# Toy Models

In this notebook, we will explore Transformer Architectures to perform classification of price movement on stock data. We will preprocess the stock data to contain the Times in the form of sines and cosines in order to feed additional data to our model. We will follow the approach outlined in the [paper](https://arxiv.org/pdf/2010.02803.pdf), where the features are projected into high dimensional space and a time/sequence representation is learned by our model

### Library Import

In [1]:
import os
import sys
import numpy as np
import pandas as pd
import pandas_ta as ta
import tensorflow as tf
import keras
from tensorflow.keras import layers
import matplotlib.pyplot as plt

plt.rcParams["figure.figsize"] = (20, 10)
%matplotlib inline

### Local Imports

In [2]:
from window_generator import WindowGenerator

In [3]:
# for python scripts use: "os.path.dirname(__file__)" instead of "os.path.abspath('')"
sys.path.append(
    os.path.abspath(os.path.join(os.path.abspath(''), os.path.pardir)))

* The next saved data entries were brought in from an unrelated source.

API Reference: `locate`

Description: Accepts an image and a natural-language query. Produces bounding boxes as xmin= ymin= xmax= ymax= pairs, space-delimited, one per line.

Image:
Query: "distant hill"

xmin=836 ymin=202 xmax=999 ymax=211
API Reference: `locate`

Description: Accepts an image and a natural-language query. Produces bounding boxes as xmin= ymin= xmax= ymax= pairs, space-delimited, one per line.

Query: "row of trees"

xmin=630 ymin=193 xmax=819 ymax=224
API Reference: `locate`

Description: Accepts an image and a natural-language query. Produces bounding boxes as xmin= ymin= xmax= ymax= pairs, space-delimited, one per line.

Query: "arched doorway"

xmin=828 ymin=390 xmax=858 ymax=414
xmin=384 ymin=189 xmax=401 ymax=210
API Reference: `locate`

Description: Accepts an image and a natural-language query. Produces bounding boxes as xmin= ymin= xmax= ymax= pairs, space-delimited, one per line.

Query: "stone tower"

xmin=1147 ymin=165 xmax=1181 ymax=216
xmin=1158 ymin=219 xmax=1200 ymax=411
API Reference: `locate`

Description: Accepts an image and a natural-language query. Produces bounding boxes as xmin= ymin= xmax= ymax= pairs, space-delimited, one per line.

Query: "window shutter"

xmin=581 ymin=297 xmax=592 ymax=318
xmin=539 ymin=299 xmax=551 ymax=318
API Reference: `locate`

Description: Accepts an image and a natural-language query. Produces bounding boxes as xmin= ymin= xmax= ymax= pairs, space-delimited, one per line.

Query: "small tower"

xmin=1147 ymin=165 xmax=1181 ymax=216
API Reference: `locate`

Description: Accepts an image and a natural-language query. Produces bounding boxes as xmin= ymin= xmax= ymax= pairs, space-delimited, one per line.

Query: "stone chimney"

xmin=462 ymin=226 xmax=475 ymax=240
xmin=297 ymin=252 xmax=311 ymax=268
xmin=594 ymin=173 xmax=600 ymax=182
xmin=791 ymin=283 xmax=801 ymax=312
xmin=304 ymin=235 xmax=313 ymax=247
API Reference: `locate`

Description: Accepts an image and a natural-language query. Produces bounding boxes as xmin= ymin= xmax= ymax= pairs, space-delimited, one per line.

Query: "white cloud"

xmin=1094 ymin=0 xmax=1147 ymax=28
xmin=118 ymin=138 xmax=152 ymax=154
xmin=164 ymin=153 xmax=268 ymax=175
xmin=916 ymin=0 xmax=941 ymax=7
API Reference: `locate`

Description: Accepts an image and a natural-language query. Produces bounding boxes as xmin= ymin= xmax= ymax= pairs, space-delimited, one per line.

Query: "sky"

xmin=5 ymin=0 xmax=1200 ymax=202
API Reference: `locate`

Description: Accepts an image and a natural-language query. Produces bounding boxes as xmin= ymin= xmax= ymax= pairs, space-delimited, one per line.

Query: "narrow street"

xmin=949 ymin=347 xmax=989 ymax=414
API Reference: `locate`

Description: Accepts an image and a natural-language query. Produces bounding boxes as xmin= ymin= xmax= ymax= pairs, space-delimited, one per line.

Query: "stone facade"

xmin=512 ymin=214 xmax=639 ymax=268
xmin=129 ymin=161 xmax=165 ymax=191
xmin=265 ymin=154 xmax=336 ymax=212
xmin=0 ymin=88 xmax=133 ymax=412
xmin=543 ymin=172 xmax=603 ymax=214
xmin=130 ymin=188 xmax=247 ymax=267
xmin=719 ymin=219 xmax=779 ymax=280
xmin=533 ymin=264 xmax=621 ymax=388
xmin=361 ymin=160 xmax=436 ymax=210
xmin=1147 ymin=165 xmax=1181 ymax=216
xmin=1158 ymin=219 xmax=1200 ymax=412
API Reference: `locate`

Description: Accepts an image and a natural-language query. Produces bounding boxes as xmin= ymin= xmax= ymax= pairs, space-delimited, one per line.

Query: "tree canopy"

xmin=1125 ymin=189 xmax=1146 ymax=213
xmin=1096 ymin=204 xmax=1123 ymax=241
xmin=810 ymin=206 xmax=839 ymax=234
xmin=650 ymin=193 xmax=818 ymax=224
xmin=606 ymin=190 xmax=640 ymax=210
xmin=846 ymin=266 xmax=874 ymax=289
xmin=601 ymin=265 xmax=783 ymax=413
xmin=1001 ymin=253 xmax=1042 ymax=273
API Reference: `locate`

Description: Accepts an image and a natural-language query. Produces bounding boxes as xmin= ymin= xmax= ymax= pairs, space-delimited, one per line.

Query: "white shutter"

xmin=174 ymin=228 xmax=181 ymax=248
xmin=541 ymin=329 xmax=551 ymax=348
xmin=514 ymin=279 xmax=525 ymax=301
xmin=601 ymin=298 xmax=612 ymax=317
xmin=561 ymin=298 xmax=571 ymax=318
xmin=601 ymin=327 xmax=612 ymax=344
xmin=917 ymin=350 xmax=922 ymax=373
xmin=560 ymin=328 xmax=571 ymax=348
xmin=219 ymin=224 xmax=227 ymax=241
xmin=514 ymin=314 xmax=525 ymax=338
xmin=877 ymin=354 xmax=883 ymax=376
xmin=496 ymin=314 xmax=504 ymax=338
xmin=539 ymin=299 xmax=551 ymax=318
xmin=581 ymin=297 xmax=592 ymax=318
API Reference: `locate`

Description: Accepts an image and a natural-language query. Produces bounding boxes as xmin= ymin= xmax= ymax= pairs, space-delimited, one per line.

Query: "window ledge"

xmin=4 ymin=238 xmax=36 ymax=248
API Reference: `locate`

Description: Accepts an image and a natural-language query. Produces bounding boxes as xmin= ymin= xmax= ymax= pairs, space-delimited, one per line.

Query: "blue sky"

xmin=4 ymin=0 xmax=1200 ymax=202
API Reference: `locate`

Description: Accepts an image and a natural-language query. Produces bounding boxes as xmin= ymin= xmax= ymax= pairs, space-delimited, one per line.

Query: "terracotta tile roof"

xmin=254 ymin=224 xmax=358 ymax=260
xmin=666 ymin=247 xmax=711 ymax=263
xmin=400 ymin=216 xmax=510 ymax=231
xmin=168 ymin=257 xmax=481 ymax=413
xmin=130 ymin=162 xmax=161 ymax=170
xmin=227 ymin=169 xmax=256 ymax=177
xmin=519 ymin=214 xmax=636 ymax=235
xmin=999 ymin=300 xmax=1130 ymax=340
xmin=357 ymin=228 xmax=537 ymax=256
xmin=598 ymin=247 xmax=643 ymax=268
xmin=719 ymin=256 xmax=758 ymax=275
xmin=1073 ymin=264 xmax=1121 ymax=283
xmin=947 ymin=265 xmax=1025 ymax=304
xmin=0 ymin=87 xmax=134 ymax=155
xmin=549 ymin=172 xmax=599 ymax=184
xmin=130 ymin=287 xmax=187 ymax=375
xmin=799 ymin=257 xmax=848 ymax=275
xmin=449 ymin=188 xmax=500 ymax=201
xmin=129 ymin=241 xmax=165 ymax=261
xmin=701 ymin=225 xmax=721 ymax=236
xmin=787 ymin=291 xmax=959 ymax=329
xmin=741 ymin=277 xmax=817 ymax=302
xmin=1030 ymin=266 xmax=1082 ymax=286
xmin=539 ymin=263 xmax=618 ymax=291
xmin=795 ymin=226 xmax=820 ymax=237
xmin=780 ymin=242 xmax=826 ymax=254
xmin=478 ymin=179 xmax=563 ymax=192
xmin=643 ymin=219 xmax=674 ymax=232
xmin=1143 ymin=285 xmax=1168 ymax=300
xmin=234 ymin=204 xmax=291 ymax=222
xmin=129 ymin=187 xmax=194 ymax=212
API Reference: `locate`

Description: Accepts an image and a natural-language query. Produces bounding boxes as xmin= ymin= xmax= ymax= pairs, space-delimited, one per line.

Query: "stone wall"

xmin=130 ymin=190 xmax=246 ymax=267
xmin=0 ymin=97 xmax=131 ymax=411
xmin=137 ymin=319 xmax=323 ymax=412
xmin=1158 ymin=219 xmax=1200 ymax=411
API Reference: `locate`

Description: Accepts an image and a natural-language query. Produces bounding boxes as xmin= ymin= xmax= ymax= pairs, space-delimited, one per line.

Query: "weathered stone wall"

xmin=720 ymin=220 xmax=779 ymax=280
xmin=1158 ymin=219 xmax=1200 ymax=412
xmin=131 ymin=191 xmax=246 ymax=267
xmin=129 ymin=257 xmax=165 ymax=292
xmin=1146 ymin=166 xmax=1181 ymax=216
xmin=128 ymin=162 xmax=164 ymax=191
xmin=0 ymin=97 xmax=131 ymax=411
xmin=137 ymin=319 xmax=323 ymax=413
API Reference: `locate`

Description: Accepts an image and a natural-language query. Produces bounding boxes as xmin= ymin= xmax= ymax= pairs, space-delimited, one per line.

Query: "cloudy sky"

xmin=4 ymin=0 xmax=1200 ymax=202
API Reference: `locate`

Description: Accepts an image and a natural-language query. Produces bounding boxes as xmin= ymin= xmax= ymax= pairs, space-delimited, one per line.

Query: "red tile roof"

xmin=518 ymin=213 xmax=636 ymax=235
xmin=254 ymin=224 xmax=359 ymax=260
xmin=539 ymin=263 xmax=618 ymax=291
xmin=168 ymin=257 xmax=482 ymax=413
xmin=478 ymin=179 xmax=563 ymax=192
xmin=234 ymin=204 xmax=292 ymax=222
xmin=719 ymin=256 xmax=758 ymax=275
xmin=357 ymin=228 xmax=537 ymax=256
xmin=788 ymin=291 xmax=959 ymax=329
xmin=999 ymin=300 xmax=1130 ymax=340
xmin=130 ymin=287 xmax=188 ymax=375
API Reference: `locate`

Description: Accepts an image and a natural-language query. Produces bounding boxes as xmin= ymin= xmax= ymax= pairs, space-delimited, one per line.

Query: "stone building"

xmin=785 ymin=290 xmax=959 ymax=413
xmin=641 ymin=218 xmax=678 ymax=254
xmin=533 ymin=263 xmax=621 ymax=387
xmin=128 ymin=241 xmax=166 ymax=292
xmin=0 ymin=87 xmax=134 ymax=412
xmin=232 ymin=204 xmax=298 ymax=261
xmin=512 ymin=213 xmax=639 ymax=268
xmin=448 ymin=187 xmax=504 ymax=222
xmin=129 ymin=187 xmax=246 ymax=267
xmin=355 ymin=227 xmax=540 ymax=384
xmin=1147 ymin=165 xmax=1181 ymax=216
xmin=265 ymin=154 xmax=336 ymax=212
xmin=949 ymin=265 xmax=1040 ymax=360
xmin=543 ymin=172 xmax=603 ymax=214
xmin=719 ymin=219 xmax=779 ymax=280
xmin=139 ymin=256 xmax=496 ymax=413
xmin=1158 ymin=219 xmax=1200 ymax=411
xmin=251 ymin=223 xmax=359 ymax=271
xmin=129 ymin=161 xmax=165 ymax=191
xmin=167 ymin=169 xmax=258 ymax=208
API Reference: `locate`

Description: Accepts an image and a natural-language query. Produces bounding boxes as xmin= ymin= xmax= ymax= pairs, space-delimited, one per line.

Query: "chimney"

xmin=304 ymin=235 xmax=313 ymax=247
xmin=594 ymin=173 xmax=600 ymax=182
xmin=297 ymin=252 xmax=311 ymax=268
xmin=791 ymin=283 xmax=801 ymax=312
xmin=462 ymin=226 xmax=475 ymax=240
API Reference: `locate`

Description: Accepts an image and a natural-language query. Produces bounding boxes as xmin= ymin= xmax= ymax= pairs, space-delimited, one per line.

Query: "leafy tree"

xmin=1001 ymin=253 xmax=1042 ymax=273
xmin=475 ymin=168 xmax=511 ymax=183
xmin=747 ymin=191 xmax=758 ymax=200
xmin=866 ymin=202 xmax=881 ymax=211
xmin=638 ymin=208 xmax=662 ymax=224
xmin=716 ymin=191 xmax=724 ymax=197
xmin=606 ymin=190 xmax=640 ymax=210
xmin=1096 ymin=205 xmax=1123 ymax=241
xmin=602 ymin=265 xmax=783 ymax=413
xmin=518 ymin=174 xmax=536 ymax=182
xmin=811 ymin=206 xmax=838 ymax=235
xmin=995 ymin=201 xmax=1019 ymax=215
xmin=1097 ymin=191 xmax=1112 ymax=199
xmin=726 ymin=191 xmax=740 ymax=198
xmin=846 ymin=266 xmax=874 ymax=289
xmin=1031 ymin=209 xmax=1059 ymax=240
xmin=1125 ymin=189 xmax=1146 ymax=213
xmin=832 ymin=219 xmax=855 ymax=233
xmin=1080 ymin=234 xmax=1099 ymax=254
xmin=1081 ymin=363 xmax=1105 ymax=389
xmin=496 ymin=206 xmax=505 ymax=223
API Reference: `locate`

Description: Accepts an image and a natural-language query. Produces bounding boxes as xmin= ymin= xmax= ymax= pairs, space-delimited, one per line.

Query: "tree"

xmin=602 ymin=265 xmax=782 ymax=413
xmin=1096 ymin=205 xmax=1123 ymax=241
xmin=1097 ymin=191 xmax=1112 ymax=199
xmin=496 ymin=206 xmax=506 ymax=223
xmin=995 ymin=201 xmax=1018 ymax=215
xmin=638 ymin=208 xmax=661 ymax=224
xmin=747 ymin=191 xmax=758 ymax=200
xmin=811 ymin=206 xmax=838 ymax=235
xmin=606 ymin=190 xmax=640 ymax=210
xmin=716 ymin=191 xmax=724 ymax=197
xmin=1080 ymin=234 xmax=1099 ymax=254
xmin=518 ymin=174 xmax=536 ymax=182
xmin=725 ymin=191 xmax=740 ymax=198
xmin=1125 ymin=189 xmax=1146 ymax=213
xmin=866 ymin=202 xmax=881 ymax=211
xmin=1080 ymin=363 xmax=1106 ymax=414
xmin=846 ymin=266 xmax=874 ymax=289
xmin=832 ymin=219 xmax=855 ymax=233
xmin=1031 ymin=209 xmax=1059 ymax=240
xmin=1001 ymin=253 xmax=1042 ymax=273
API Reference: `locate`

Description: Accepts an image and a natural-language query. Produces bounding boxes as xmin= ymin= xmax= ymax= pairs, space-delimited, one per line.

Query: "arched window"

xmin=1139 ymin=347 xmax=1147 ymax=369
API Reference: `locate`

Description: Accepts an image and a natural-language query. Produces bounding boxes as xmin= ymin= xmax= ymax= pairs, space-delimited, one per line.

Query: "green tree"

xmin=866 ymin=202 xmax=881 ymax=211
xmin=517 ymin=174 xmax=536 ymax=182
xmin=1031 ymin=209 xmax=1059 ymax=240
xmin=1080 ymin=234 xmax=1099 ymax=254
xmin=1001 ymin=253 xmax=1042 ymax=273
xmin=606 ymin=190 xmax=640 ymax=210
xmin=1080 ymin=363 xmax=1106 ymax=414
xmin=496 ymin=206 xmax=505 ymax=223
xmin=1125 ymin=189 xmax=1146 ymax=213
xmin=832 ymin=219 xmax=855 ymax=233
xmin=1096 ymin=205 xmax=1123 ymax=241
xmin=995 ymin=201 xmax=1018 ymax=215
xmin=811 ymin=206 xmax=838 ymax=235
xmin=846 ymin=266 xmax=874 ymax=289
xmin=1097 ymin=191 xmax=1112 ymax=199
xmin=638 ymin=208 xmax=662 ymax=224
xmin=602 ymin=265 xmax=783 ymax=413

from data_clean import get_trading_times

#### Ensure that GPU is available

In [4]:
tf.config.list_physical_devices('GPU')  

[PhysicalDevice(name='/physical_device:GPU:0', device_type='GPU')]

### Get the Data

In [170]:
data_path = r'..\data\raw\AAPL_15min.csv'
df = pd.read_csv(data_path, index_col=0, 
                 parse_dates=True, infer_datetime_format=True)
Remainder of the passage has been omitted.